PROGNOSIS AND COMPLICATIONS
Because mitral regurgitation is strongly associated with eventual heart failure regardless of initial LV function, patients must be carefully monitored for this outcome. A 2011 study of patients with secondary mitral regurgitation showed that severity and other comorbidities highly influence prognosis and possible complications.15 Patients with low-to-moderate asymptomatic mitral regurgitation have a very good prognosis, although outcomes vary with severity and patient-specific factors such as increased LV or atrial dimensions, or the development of atrial fibrillation (AF), pulmonary hypertension, or LV dysfunction.3,16 Patients who underwent treatment, whether pharmacologic or surgical, were shown to have much better prognoses, especially in the case of severe disease. AF and stroke are common complications of worsening mitral regurgitation but happen less frequently in patients undergoing treatment.3 (Note that patients who had AF before surgery or who have other risk factors for postoperative dysrhythmia, such as ischemia, hemodynamic shifts, and electrolyte disorders, are more at risk for continued AF after repair or replacement procedures.17)
Endocarditis is a potential complication of valve repair or replacement. The indication for antibiotic prophylaxis has been greatly reduced according to appropriate guidelines, but remains essential in patients with mitral valve repair or replacement. Proper dental hygiene in conjunction with sterile technique during invasive procedures remains imperative in the prevention of endocarditis.2
PREVENTION AND PATIENT EDUCATION
In general, primary mitral regurgitation is not considered preventable, as it is most often associated with aging. However, appropriate treatment of ischemic heart disease and heart failure can help prevent the advancement of secondary mitral regurgitation due to these causes; prevention of heart disease can prevent secondary mitral regurgitation completely. Providers should treat patients with sore throats quickly, especially patients who test positive for Streptococcus species and need antibiotics to prevent rheumatic fever, a rare cause of mitral regurgitation.2
Because patients with primary mitral regurgitation often are asymptomatic until the disease is severe, they should be told to seek immediate medical attention if they develop sudden onset of new symptoms such as chest pain, shortness of breath, rapid weight gain, or palpitations.6
Tell patients that they may need anticoagulant therapy after valve repair or replacement to prevent formation of dangerous thrombi.2 The necessity, type, and extent of anticoagulation following valve surgery varies depending on the type of valve received. Educate patients about the risks, benefits, and appropriate monitoring of anticoagulation therapy.

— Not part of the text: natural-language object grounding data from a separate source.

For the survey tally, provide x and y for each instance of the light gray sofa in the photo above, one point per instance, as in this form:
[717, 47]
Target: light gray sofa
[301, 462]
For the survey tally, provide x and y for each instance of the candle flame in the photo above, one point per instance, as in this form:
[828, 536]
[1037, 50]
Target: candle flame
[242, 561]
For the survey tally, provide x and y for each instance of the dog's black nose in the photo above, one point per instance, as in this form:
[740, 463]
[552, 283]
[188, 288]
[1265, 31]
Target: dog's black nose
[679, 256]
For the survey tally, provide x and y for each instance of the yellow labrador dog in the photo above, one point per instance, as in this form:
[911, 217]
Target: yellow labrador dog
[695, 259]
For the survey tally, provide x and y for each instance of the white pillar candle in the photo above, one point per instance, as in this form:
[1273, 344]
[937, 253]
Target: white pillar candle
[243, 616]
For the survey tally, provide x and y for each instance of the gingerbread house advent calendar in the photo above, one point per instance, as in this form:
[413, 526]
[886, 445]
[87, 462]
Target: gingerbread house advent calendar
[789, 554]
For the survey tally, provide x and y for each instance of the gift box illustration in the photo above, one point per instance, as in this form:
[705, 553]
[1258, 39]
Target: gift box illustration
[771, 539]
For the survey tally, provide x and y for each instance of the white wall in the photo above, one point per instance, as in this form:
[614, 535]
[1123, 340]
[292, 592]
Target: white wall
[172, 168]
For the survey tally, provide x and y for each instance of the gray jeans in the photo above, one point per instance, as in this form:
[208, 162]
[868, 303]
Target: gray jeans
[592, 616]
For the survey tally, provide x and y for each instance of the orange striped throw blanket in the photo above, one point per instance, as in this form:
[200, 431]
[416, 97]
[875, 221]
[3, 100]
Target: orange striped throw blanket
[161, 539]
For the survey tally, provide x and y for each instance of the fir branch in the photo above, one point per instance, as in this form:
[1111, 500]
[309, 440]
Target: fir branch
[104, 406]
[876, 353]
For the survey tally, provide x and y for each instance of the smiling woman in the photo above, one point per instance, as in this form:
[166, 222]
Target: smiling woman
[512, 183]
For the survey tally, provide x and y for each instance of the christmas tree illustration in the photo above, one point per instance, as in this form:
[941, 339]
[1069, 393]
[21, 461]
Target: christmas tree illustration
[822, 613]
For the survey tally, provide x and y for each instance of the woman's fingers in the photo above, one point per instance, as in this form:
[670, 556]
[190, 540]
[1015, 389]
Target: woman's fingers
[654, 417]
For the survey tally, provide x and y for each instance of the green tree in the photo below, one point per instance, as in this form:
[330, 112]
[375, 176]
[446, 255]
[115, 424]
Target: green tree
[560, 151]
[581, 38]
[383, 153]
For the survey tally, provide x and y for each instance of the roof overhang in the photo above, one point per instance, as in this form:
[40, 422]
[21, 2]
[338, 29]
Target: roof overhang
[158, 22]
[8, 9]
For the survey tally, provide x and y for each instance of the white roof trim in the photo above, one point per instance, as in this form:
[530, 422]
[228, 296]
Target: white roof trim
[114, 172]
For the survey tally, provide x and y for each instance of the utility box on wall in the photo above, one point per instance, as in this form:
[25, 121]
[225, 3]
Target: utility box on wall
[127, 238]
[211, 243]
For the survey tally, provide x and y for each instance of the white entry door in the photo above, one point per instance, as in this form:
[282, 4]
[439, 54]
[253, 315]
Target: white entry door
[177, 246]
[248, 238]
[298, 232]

The provider also can reassure patients after surgery. At 10 years postoperatively from valve repair, the requirement for reoperation falls below a 5% chance; therefore, fear of recurrence is usually unfounded.
Mitral regurgitation is a moderately prevalent disorder within our population, specifically in older adults, and when left untreated, typically leads to heart failure.18 Many patients would be shocked to hear that their 5-year survival rate is greater with stage 3 colon cancer than with heart failure.19 This knowledge should greatly motivate providers to educate their patients about mitral regurgitation as they would any other serious condition. This can be challenging because most of the early symptoms are largely considered benign. Sometimes the murmur is difficult to auscultate, and unfortunately once heart failure ensues, the survival rate rapidly declines to 50% at 5 years.18
A study by Lindekleiv and colleagues found no benefit in echocardiogram screening the general population.20 Outcomes between the control group and the screening group showed no differences in all-cause mortality, mortality from heart disease, nor incidence of stroke or myocardial infarction. Therefore, early recognition of symptoms is key to improving morbidity and mortality. Further development of repair and replacement devices also should be encouraged; current procedures and treatment decrease complications significantly, but are far from facilitating optimal outcomes at this time.